Writing in The National yesterday, she noted how the SNP had effectively governed as a minority from 2007 to 2011 by working with different parties to get their legislation through Holyrood - and that the party went on to win a majority in 2011.

Significantly, she appealed to the Scottish Greens to back her.

"Let us get away from the language of who is and who is not acceptable to work with. For example, well before and during the Bute House Agreement, Patrick Harvie and I worked together – that is no secret. The question therefore isn’t whether my world is big enough to embrace the Greens – it is. The question is whether their world is big enough to embrace me. I hope and believe it is."

Ms Forbes has considerable support and influence in the party - especially in the Highlands and in rural Scotland where the SNP will want to keep and increase its support ahead of the general election.

Supporters will point to her high personal poll ratings during last year's contest among the public and pollsters' suggestions that she can reach both SNP voters and those who have voted for opposition parties.

The Herald: First Minister Humza Yousaf MSP visits Meadowburn Care home in Pollok, Glasgow last year.
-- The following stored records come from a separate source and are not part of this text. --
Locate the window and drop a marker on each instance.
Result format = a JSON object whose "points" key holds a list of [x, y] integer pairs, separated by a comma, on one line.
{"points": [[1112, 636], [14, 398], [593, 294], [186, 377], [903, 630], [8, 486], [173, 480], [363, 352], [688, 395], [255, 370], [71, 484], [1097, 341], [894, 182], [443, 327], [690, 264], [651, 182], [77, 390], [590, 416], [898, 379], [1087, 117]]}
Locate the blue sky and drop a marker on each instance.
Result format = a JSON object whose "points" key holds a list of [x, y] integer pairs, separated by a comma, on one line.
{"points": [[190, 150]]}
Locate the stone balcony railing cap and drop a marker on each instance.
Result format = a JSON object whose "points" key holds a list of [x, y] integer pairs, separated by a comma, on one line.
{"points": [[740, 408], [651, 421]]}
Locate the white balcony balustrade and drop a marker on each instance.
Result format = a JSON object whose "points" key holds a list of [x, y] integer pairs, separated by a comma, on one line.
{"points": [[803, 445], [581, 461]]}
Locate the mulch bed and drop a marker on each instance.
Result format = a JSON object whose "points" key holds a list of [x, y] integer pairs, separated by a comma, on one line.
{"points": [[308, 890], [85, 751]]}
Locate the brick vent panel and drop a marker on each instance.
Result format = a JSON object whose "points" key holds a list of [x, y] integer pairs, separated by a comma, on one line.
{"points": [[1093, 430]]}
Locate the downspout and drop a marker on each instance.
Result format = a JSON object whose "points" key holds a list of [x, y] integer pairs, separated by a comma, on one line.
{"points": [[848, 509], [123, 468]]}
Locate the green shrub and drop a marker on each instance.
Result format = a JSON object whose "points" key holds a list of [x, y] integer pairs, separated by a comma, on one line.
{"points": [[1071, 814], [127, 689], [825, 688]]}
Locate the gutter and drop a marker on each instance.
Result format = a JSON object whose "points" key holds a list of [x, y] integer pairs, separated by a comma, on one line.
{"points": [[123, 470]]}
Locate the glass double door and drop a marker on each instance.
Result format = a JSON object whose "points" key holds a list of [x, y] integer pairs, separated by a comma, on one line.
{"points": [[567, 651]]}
Photo: Colin Mearns.

They also believe that her pitch at the 2023 race as someone who offered a break from the Nicola Sturgeon era would put her in a strong position given the unravelling of a considerable chunk of her legacy including the Bute House Agreement and the gender recognition reforms.

However, she may struggle to get the backing of some members on the socially liberal left of the party. Her personal opposition to equal marriage - though she insisted she would not overturn the law - and gender self identification were used against her in the last contest. How successful she navigates the debate around such issues and those of religious morality and belief will be crucial in her campaign.
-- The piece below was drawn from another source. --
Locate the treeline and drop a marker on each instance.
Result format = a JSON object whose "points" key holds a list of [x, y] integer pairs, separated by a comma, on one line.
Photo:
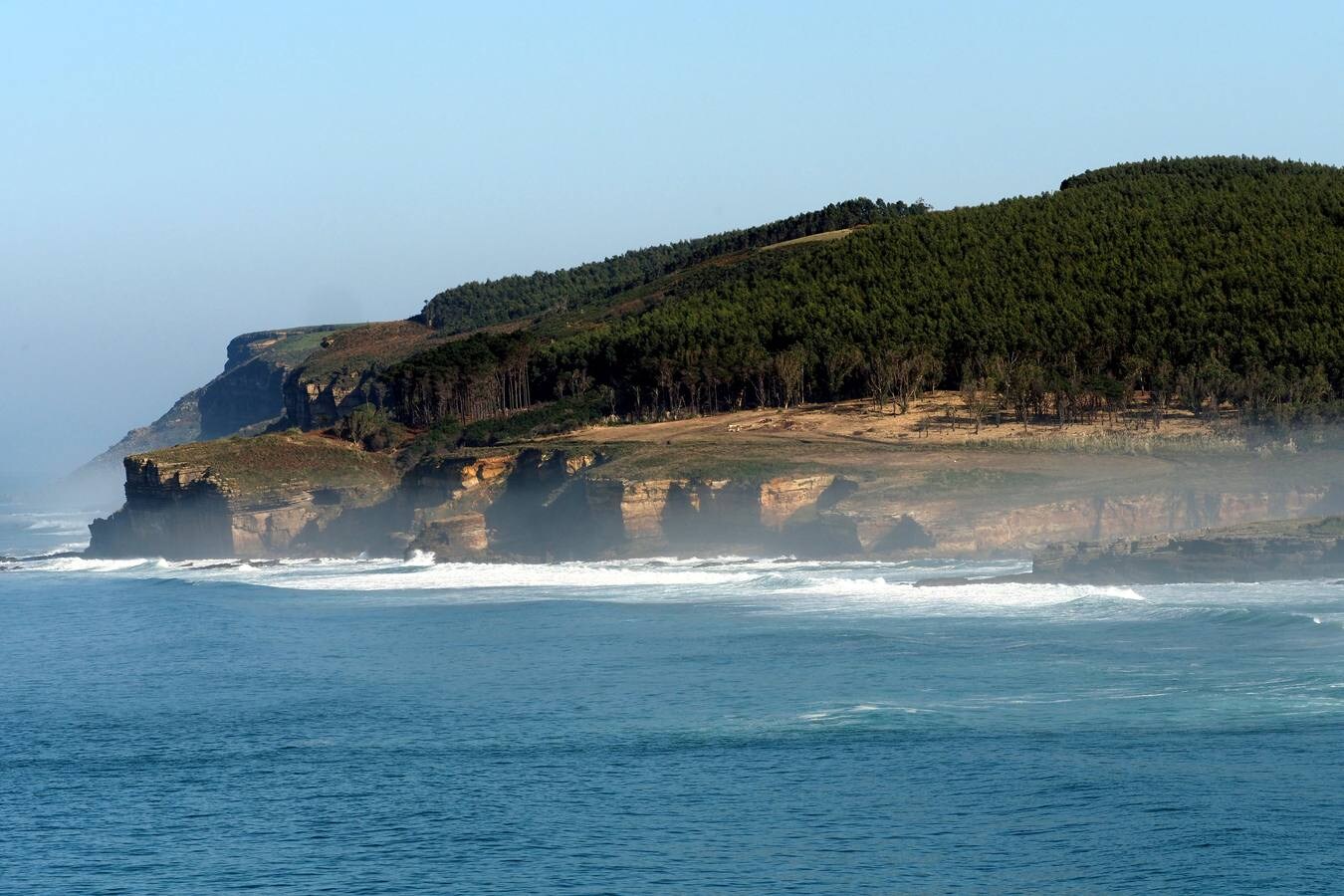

Labour politicians have been briefing that Holyrood would not elect Ms Forbes as First Minister a move they say would increase the prospect of the government collapsing, forcing a Scottish Parliament election this year.

It's not a prospect that some in the SNP think likely.

They believe if there is a new SNP candidate for First Minister another party would put up their candidate and given the SNP is the largest party their nominee would win.

For instance if Ms Forbes was the SNP nominee and Scottish Tory MSP Douglas Ross put himself forward, Labour MSPs would not back Mr Ross, therefore allowing Ms Forbes to win, they say.

Plus they believe it's possible one party - maybe the Tories - could abstain perhaps fearful that giving their current polling they would lose a considerable number of seats in Holyrood.

Health secretary Neil Gray is a key ally of Mr Yousaf but is also said to be a figure who may be able to command support across the difference wings. Clearly any candidate able to bring unity to a deeply divided and troubled party would be seen by many members as an asset.

Leading bookmaker Coral last week made Mr Gray the odds-on favourite at 4-5 to be the next First Minister if Mr Yousaf steps down.

"Health secretary Neil Gray is seen as a safe pair of hands in the SNP, and we make him the odds-on favourite to replace Humza Yousaf, should the First Minister be replaced," said the bookmaker.

Cabinet Secretary Mairi McAllan is another possible contender.

Her climate target announcement a week ago last Thursday triggered the events leading to the collapse of the Bute House Agreement and next week's vote of no confidence.

Due to go on maternity leave in the summer, Ms McAllan's family time maybe short lived were she to become First Minister with an general election probably just months ahead. Some in the party believe she may not decide to stand in the circumstances.

Education Secretary Jenny Gilruth could also throw her hat into the ring.

It is thought that rather than a large list of candidates, the party may favour a head to head between Mr Gray and Ms Forbes should there be a leadership election.

For now though, all eyes, will be fixed on what happens when Mr Yousaf faces the fight of his political life in the votes on no confidence, most expect to be held in Holyrood next Wednesday.